Chapters like “The Little Stories We Tell Ourselves” and “Older” are humorous, but also thoughtful. “Little Stories” recounts the joy Quindlen gets out of being able to stand on her head, or do a one-armed push up: things she always told herself she couldn’t do, especially at the age of 58. An amusing, lighthearted chapter, but also one that carried a striking message about pushing yourself to excel, no matter what the limitations. “Older” speaks of how relative the term “old” really is. What is old? Is it a creaky hip, or hot flashes? Or is it just a feeling, something that recedes into the future as you grow? Again, the chapter seems, on the surface, very directed toward Quindlen’s generation, but in spite of being part of a significantly younger generation, I found myself smiling in acknowledgment every few instances, and reflecting on the chapter later in the day.

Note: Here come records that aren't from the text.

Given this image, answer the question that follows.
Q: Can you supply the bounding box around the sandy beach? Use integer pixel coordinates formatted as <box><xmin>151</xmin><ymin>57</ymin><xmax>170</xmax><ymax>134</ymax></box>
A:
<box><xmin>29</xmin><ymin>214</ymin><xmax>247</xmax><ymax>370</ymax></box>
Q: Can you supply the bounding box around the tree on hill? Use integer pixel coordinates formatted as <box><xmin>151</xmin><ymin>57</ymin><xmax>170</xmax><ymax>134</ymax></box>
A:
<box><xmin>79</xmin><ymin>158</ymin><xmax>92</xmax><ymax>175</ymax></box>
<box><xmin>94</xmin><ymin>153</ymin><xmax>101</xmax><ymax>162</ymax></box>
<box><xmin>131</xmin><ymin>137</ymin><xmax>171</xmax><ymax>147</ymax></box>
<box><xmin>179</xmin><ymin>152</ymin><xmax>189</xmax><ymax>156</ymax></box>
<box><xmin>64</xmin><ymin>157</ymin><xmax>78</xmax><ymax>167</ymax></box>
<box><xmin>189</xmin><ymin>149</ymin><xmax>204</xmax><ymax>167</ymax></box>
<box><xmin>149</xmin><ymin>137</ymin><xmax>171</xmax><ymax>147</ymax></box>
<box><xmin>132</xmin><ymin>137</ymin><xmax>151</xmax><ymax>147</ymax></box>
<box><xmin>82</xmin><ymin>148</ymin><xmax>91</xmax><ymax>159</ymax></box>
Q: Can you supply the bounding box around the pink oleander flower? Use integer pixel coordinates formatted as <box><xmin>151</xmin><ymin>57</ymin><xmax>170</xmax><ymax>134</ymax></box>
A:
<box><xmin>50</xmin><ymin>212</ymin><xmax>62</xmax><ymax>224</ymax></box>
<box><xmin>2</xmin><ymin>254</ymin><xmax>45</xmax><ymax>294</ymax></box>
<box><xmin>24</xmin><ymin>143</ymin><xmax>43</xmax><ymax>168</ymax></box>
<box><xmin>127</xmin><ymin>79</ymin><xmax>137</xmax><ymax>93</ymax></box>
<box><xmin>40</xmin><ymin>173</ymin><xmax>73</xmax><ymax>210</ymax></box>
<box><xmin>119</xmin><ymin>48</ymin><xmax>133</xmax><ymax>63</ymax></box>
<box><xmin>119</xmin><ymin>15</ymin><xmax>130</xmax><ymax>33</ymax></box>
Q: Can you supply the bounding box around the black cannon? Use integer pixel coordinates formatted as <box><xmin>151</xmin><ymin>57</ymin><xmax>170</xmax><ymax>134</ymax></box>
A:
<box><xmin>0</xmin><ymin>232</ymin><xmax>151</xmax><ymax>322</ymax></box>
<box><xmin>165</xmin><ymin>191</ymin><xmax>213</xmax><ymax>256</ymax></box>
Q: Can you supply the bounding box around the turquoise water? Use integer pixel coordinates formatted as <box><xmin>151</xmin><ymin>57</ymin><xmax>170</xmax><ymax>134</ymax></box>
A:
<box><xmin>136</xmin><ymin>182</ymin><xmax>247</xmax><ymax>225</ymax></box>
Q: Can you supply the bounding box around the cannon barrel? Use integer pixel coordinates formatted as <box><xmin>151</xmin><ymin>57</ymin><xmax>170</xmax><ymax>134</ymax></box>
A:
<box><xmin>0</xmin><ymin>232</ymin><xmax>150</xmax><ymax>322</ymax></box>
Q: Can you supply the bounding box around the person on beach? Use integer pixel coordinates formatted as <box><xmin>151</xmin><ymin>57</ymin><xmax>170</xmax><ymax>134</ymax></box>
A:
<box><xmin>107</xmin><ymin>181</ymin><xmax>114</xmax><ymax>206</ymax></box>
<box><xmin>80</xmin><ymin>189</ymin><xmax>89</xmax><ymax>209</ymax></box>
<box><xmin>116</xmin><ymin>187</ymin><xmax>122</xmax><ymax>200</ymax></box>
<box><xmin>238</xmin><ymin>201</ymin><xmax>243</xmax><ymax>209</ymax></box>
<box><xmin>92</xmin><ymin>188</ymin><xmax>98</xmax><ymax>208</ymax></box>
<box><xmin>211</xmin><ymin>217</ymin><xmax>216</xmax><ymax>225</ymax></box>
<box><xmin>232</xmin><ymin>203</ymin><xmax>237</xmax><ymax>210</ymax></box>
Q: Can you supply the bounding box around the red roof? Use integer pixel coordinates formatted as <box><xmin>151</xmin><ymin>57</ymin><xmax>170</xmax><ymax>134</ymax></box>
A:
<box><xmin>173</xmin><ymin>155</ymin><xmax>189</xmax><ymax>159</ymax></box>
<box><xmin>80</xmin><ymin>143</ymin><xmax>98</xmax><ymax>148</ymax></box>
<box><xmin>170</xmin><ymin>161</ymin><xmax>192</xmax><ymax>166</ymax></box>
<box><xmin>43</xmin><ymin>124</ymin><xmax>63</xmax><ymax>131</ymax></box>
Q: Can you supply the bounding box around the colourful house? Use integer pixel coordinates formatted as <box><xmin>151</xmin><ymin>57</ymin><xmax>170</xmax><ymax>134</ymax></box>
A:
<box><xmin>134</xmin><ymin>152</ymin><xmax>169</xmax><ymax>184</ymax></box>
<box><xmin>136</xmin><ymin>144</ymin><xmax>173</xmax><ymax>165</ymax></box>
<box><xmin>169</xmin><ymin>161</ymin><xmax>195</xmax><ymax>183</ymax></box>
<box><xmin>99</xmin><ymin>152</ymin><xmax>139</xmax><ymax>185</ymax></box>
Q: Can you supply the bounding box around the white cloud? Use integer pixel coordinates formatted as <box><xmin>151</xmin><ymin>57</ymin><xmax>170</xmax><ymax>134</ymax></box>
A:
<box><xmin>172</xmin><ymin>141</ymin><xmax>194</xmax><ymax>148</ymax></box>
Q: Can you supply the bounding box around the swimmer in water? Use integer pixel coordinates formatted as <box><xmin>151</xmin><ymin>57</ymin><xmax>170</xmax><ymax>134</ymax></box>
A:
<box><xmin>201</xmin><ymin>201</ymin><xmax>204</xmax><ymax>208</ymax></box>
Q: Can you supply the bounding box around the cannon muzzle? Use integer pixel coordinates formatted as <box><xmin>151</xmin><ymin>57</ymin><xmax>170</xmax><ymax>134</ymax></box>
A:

Perhaps my favorite chapter was “Girlfriends,” which speaks of the importance of girlfriends in a woman’s life, especially as she grows older. Quindlen writes: “Ask any woman how she makes it through the day, and she may mention her calendar, her to-do lists, her babysitter … But if you push her on how she really makes it through her day, or, more important, her months and years … She will mention her girlfriends.”
Yes, woven into the chapter are mentions of babysitters, sons who bring home girlfriends, and household chores. But the sentiment is applicable to a woman in any stage of life. After all, what did I do after I read that chapter? I put down Lots of Candles, Plenty of Cake and called up a girlfriend. What did we talk about? As Quindlen says, “Who knows? Who cares … What would I do without her?”